Pero estas equivalencias, ¿qué grados de analogías necesitan? Aquí empieza la gran dificultad; porque un valor, cualquiera que sea, es cosa relativa a los medios, necesidades o ideas de quien le calcula y determina, y dos cosas análogas y equivalentes para uno, para otro no tienen analogía, ni pueden ser comparadas, o si lo son es para apreciarlas de muy diferente modo. El entusiasta por la música y el que la considera como un ruido menos desagradable que otros; el aficionado a toros y el que detesta esta diversión, ¿podrán ponerse de acuerdo sobre la equivalencia de los servicios que presta un torero y un cantante? El que llama sueños a las especulaciones filosóficas, y el que cree no hay elevación ni dignidad sino en ellas; el que no considera como verdadero trabajo sino al manual, y el que le califica de degradante, ¿podrán convenir en la equivalencia de la obra de un filósofo y de un picapedrero?
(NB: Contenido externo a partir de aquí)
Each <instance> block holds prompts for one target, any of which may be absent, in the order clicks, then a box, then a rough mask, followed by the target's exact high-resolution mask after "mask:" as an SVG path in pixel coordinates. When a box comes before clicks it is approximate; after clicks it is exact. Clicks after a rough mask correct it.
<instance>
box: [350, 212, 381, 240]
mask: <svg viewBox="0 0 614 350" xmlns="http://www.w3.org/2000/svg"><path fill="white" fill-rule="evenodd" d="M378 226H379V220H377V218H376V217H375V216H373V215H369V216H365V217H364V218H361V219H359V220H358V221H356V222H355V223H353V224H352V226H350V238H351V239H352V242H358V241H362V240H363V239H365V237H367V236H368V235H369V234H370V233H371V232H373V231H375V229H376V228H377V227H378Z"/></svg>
Es un gran auxiliar de la igualdad la equivalencia; por medio de ella pueden ponerse al mismo nivel social los que tienen aptitudes, méritos, posiciones diferentes, estableciendo compensaciones armónicas y durables en vez de esas especies de rodillos que quieren pasarse por la sociedad como por las carreteras para igualar por presión, aplastando todo lo que sobresale. El que observa la variedad de aptitudes que especifica y aumenta la división de trabajo, y duda tal vez de poder hallar bastantes semejanzas para establecer la igualdad, ve un modo de suplir a la semejanza con la equivalencia, y se apresura a señalarla como poderoso elemento de equilibrio estable. Y como el ánimo al discurrir sobre los grandes problemas sociales es raro que no esté inquieto; como el asunto es carne viva que palpita, que siente, que sufre; como estas palpitaciones y estos sufrimientos se comunican al que los estudia con deseo de calmarlos, cuando se halla o se cree hallar un calmante, es difícil que al desear su eficacia no se exagere.
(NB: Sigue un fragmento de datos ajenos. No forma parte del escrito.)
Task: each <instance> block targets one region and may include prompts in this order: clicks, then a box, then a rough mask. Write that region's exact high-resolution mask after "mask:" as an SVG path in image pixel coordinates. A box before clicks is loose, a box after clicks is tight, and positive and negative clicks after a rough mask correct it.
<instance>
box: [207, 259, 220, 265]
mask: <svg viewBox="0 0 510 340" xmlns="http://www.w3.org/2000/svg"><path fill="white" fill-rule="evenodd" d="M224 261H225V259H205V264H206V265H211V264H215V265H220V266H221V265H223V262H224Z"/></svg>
Fácil es, por tanto, caer en exageración al graduar lo que al equilibrio social puede contribuir la equivalencia; mas sin considerarla como una panacea, parécenos que puede calificarse de remedio en algunos casos, y siempre de elemento armónico de razonable igualdad. Al congratularse de que exista, y al contar con él, hay que precaverse de exagerar su poder, y, sobre todo, de no imaginar que es independiente. La equivalencia puede penetrar muy adentro en el organismo social, pero no influir sin ser influida, y sin un previo, largo y difícil trabajo para calmar pasiones, desvanecer error, satisfacer intereses y hacer concurrir al bien elementos cuyas armonías no se sospechan al ver sus aparentes antagonismos.